Bank Holiday Weekend
Here in the UK we have had another Bank Holiday long weekend. For small daughter, it’s the start of a two week break and for big daughter it’s the end of her time at sixth form college and she’s only expected to attend for exams now. For many people around the country, it’s an opportunity to spend the weekend stuck in a traffic jam on the motorway as they attempt to have a day out in the sunshine. We very rarely go anywhere over Bank Holidays for this reason!
Instead, I have spent this weekend catching up and finishing off – catching up in the garden and finishing off these beauties! Oh, how I love love love these rainbow stripes! The yarn is Rum Paradise by West Yorkshire Spinners and contains a proportion of Blue Faced Leicester wool which is a breed of sheep unique to Britain and a good soft alternative to merino as the UK is too damp for merino sheep to thrive so the wool has to be imported from elsewhere.
It’s been a joy to knit these; the yarn has slipped easily around the needles and the short colour changes have made it feel as if they have grown very quickly and yes, they are nice and soft. Now that they’re finished, I’ve cast on another very special pair of socks (four times, actually, despite my tension swatches!) which I’ll tell you about very soon.
Catching up in the garden is always a bigger job than you think. This jumble of seedlings needed dealing with, as did the raised bed that they were sitting in. We have a proliferation of slugs and snails in our garden so quite a few of my beans had been munched even in the seed trays. It was time for some action!
In fact, it’s not just the beans. Nothing is safe – this is a Rudbeckia standing in a tray of water and the snails have still managed to make lacework out of the leaves.
Soon, though, the beans and the peas were safely in their own raised bed. I don’t have so many problems once they’re in there so the plants do get a chance to grow. They’ve grown even since I took this picture!
Time for a brew. I don’t know about you but it’s been very hot and sunny here this weekend which has been perfect for encouraging you out into the garden, but gets quite exhausting when you’re digging away in the sunshine for any length of time.

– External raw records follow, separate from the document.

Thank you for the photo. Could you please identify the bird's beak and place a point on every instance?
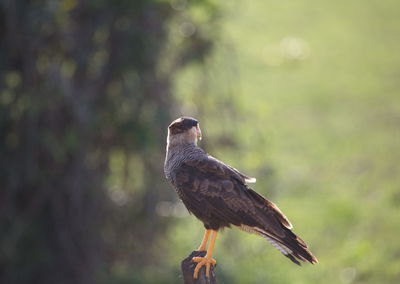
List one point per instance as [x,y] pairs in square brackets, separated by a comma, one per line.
[198,130]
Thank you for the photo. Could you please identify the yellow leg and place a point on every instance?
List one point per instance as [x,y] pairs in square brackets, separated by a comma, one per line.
[204,241]
[207,260]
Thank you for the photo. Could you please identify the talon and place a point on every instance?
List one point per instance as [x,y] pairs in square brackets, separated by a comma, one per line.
[207,261]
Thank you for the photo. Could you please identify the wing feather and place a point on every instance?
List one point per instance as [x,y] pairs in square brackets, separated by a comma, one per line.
[218,195]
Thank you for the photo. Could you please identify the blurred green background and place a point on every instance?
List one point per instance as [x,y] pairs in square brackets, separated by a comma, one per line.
[303,95]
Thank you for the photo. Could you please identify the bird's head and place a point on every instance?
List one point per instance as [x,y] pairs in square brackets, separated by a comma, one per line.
[184,130]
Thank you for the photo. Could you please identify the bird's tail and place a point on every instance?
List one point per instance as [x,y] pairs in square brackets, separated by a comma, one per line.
[291,246]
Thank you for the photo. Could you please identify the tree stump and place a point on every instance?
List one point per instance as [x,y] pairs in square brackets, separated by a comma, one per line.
[188,266]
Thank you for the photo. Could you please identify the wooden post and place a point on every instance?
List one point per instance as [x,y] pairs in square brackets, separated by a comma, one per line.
[188,266]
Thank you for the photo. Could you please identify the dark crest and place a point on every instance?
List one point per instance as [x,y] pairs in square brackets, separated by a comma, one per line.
[182,124]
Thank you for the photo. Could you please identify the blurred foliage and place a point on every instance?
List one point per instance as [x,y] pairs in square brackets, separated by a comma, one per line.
[304,96]
[85,99]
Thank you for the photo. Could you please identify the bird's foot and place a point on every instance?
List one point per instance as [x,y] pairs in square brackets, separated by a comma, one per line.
[207,261]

Small daughter and my husband were in change of the kettle but seemed to have got distracted by football stickers. I’m not sure who was more excited about peeling off the backing paper and sticking the footballers’ faces onto their team pages, but it’s lovely to watch them together doing something that my husband has enjoyed doing since he was a little boy.

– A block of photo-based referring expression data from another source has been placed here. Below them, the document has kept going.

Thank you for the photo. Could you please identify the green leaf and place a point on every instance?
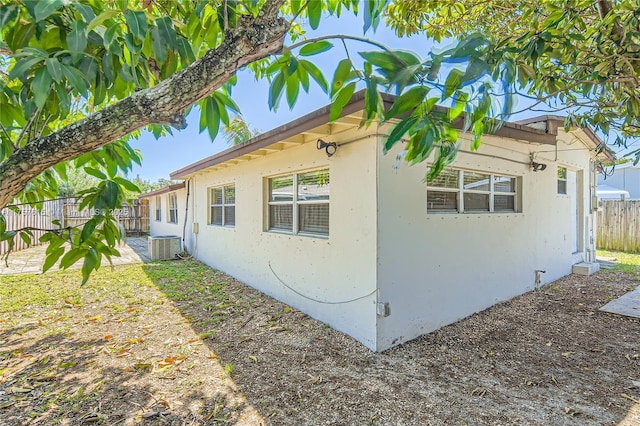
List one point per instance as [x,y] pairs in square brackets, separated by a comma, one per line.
[75,77]
[459,103]
[7,235]
[45,8]
[22,67]
[51,258]
[87,230]
[167,32]
[314,11]
[104,16]
[41,86]
[213,118]
[159,46]
[54,69]
[137,23]
[111,194]
[315,73]
[8,13]
[453,83]
[407,101]
[95,172]
[186,53]
[85,11]
[315,48]
[227,101]
[26,237]
[77,37]
[341,100]
[72,256]
[341,75]
[293,89]
[384,60]
[128,185]
[91,262]
[398,131]
[275,91]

Back in the garden, it was time for drastic action against the pests – not the snails this time but the cats! I’ve had to put netting up as within five minutes of me turning my back, one of our cats had been digging in the peas, flinging the seedlings in all directions. It’s hard to tell which of the cats it was as they never crack under interrogation but instead give you that slow feline stare as if to say “wouldn’t you like to know?”, but I have my suspicions. My money is on the one who likes to disguise himself as a carrot in the summer time, hiding amongst the feathery leaves and closing his eyes – after all, if he can’t see you then you can’t see him. He’s very lovely, our cat, but not terribly bright.
Here are all the raised beds with their various cat deterrent measures – fingers crossed they work! My Dad’s garden fork is in this picture too, because I’ve been using it and it’s felt good. I’ve missed him this weekend; not because we used to do our gardening together because we didn’t, but because I used to talk to him a lot about it. We would usually compare our seed orders, he would grow the tomato seedlings and then bring them over for me to plant in the greenhouse, and we would discuss the merits of cut and come again lettuce over his firmer headed varieties. He used to tell me not to keep every single seedling that came through (I can’t bear to throw them away!) and he would grow the vegetables that would take up too much space in my raised beds, like sprouts and cabbages.
This year, I’m growing sprouts and cabbages for the first time. It’s difficult, that year of firsts after someone dies, isn’t it? Up until now I always thought that birthdays and Christmas would be the hardest part. I never thought it would be sprouts.
My tomato plants are very small too, because I forgot that I needed to plant them (or maybe put it off?) and they look a bit lost in the greenhouse border at the moment.
Not for long, though. It’s surprising how quickly they seem to grow once they’re out of their small pots and in the ground. I’m looking forward to sun-warmed tomatoes and have sown a new variety of plum tomato which I’m hoping will produce enough fruit to keep small daughter going for a few weeks – she’s got a thing about plum tomatoes at the moment and I’m having trouble keeping up with the demand!
It’s felt like a very productive weekend and now all I need to do is keep an eye on the plants whilst they grow. It’ll give me the opportunity to get on with some other garden jobs – we’ve got some big hedges and they all need renovating this year which is never a five minute task – and I also want to get a bit better at sitting in the garden and feeling that I don’t have to be jumping up to do something all the time.
I thought this weekend would be a good time to practice.
I hope you’ve had a great weekend too!